TikTok went further, announcing on July 6 that “in light of recent events,” it was withdrawing from Hong Kong entirely. The company didn’t directly name the national security law, but analysts say the decision to pull out of Hong Kong was a direct response to the law and an effort by TikTok to illustrate its distance from Beijing and willingness to take issue with Chinese government data controls.
6. Potential sale
Some U.S.-based ByteDance investors are in talks with ByteDance management to buy a majority stake in TikTok, The Information reported on Tuesday.
Such a sale would make TikTok majority-owned by U.S. shareholders rather than by Beijing-based ByteDance, and potentially could convince U.S. lawmakers that a ban of TikTok isn’t necessary.
Larry Kudlow, a White House economic adviser, said last week that a TikTok spinoff from ByteDance would be better than a ban on the popular app.
“I think TikTok is going to pull out of the holding company, which is China-run, and operate as an independent American company,” Kudlow said, declining to comment on whether U.S. companies could acquire TikTok.
Even before the Trump administration publicly leveled the threat of the TikTok ban, the app was looking beyond the U.S. market and its tens of millions of American users.
In November, when U.S. lawmakers escalated their scrutiny of TikTok, ByteDance founder and CEO Zhang Yiming said in an internal staff note that the company needed to “diversify TikTok’s growth,” “increase investment in weaker markets,” and improve its skill in “handling global public affairs,” without specifically mentioning U.S. pressure.
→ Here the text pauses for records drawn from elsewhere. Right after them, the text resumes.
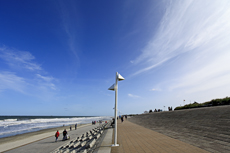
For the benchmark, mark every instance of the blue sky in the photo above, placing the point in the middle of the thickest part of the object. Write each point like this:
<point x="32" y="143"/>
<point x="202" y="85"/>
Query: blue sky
<point x="60" y="57"/>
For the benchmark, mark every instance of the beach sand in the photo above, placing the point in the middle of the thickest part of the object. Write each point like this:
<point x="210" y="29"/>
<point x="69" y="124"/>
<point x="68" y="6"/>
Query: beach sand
<point x="11" y="142"/>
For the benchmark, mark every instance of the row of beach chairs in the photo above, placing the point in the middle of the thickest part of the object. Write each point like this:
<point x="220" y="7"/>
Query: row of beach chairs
<point x="85" y="142"/>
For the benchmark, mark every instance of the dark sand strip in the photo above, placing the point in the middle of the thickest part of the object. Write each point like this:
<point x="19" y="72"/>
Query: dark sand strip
<point x="40" y="141"/>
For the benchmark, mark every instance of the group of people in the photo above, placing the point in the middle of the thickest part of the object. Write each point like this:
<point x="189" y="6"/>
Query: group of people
<point x="65" y="134"/>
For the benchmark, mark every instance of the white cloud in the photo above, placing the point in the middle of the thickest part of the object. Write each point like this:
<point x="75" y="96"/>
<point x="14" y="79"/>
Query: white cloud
<point x="9" y="80"/>
<point x="133" y="96"/>
<point x="199" y="33"/>
<point x="45" y="78"/>
<point x="20" y="59"/>
<point x="155" y="89"/>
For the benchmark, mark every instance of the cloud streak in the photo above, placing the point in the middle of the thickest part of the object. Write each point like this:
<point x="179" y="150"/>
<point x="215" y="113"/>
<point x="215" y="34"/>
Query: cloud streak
<point x="20" y="59"/>
<point x="9" y="80"/>
<point x="133" y="96"/>
<point x="29" y="82"/>
<point x="199" y="33"/>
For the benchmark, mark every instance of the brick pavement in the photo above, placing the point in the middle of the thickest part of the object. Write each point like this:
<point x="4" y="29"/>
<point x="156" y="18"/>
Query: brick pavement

The number of countries where TikTok is facing pressure has grown this year. Outside of the U.S., TikTok was banned in India last month, and some politicians have called for bans in Australia and the U.K.
TikTok has been mulling a global HQ outside of China since late last year to distance itself from its Chinese owner, and it’s reportedly still considering London—its existing hub in Europe—as a base. The ongoing U.K.-China feud, which saw the U.K. recently ban Chinese telecoms equipment maker Huawei from its 5G rollout, had cast doubt on whether TikTok would continue its U.K. expansion plans.
“It’s very clear that ByteDance [is] trying to do as much as [it] can to make TikTok a separate company that operates globally, thinks globally, and does not think and act like a Chinese company,” Dev Lewis, a fellow at Hong Kong–based research think tank Digital Asia Hub, told Fortune earlier this month. Whether its efforts succeed remains to be seen since, as Lewis said, “TikTok will always be caught in the middle” of China’s geopolitical disputes.